Lectures on Enumerative Combinatorics

Undergraduate course, MATH 3952, Columbia University, 2023

I gave a couple of lectures on q-analogs in enumerative combinatorics. The first two are from a course I took in spring 2023. The last one was from a directed reading in fall 2022.

Introduction to q-analogs

[Notes] q-analogs generalize combinatorial objects into functions of a formal variable q (and recover the original concept when we send q to 1). We prove that the q-analog for n! provides us with the generating function for inversions, and we explore basic results regarding the q-binomial coefficient. With time permitting, we discuss where q-analogs come up in the study of symmetric functions

Using q-hypergeometric series to prove Euler’s Pentagonal Number Theorem

[Notes] Euler’s pentagonal number theorem establishes a beautiful picture of the partition generating function. q-hypergeometric series are a hammer of modern enumerative combinatorics which makes the proof of this theorem quite easy.

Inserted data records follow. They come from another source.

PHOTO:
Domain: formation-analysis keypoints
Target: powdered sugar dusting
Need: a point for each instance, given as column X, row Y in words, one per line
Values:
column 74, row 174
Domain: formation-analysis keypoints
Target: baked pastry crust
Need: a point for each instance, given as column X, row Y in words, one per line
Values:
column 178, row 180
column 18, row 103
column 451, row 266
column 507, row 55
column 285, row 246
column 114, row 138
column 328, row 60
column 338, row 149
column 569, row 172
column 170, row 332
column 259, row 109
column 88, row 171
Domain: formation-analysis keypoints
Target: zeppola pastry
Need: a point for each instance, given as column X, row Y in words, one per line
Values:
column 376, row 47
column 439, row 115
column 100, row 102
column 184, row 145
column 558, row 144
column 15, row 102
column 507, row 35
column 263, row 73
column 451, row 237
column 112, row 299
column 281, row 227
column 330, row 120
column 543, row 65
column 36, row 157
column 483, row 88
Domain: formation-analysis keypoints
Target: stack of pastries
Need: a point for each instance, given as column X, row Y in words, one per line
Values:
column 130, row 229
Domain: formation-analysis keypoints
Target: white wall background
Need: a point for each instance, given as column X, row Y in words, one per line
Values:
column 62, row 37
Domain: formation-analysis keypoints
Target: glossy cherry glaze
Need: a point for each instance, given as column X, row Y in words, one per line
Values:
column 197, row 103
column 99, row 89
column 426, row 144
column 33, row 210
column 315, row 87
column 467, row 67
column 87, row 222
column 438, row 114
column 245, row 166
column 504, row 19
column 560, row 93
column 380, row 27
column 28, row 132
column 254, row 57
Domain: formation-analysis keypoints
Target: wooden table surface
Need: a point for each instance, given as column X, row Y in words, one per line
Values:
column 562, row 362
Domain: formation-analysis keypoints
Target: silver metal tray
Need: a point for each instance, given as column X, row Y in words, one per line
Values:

Statistical Mechanics Helps Us Count Alternating Sign Matrices

[Notes] The enumeration of alternating sign matrices (ASMs) presents a profound, deceptively simple combinatorial problem, with wide-ranging connections across mathematics. These objects have a particularly interesting correspondence with statistical mechanics and, in particular, a lattice model called “square ice.” In this presentation, we motivate the study of ASMs and sketch Greg Kuperberg’s 1995 proof of the ASM Conjecture, which uses prominent tools of statistical mechanics such as the Yang-Baxter Equation.